In addition to these:
int print_level
: Set print level.Level 1: Print iteration count and the relative improvement in the objective function value between iterations.
Level 2: Level 1 and print best input values, as well as objective function values.
Level 3: Level 2 and print full matrix \(X\).
Examples¶
Ackley Function¶
Code to run this example is given below.
Armadillo (Click to show/hide)
#define OPTIM_ENABLE_ARMA_WRAPPERS
#include "optim.hpp"
#define OPTIM_PI 3.14159265358979
double
ackley_fn(const arma::vec& vals_inp, arma::vec* grad_out, void* opt_data)
{
const double x = vals_inp(0);
const double y = vals_inp(1);
double obj_val = 20 + std::exp(1) - 20*std::exp( -0.2*std::sqrt(0.5*(x*x + y*y)) ) - std::exp( 0.5*(std::cos(2 * OPTIM_PI * x) + std::cos(2 * OPTIM_PI * y)) );
return obj_val;
}
int main()
{
arma::vec x = arma::ones(2,1) + 1.0; // initial values: (2,2)

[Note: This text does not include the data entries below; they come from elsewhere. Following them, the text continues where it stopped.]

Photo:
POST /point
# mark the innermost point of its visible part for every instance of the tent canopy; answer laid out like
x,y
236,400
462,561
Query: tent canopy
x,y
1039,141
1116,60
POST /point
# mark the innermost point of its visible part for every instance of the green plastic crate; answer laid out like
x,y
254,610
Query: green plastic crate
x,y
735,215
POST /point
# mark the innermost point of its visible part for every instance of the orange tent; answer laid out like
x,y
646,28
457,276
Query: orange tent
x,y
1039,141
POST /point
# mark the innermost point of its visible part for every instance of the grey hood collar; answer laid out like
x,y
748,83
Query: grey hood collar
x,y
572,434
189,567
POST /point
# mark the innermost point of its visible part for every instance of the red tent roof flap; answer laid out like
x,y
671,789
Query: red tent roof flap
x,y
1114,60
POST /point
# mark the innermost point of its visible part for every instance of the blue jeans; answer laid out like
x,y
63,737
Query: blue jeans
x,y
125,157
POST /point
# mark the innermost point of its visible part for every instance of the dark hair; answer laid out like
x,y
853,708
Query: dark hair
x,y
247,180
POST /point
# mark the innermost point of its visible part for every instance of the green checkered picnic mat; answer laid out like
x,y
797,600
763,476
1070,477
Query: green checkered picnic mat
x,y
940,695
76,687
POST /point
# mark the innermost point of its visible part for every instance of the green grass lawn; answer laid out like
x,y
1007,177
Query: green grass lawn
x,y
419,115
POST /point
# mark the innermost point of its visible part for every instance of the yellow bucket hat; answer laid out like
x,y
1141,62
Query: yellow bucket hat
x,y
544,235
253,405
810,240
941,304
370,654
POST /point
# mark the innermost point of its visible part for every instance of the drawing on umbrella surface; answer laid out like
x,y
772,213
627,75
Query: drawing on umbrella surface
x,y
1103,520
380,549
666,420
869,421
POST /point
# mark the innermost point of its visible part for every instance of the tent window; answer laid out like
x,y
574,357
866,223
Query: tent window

bool success = optim::pso(x, ackley_fn, nullptr);
if (success) {
std::cout << "pso: Ackley test completed successfully." << std::endl;
} else {
std::cout << "pso: Ackley test completed unsuccessfully." << std::endl;
}
arma::cout << "pso: solution to Ackley test:\n" << x << arma::endl;
return 0;
}
Eigen (Click to show/hide)
#define OPTIM_ENABLE_EIGEN_WRAPPERS
#include "optim.hpp"
#define OPTIM_PI 3.14159265358979
double
ackley_fn(const Eigen::VectorXd& vals_inp, Eigen::VectorXd* grad_out, void* opt_data)
{
const double x = vals_inp(0);
const double y = vals_inp(1);
double obj_val = 20 + std::exp(1) - 20*std::exp( -0.2*std::sqrt(0.5*(x*x + y*y)) ) - std::exp( 0.5*(std::cos(2 * OPTIM_PI * x) + std::cos(2 * OPTIM_PI * y)) );
return obj_val;
}
int main()
{
Eigen::VectorXd x = 2.0 * Eigen::VectorXd::Ones(2); // initial values: (2,2)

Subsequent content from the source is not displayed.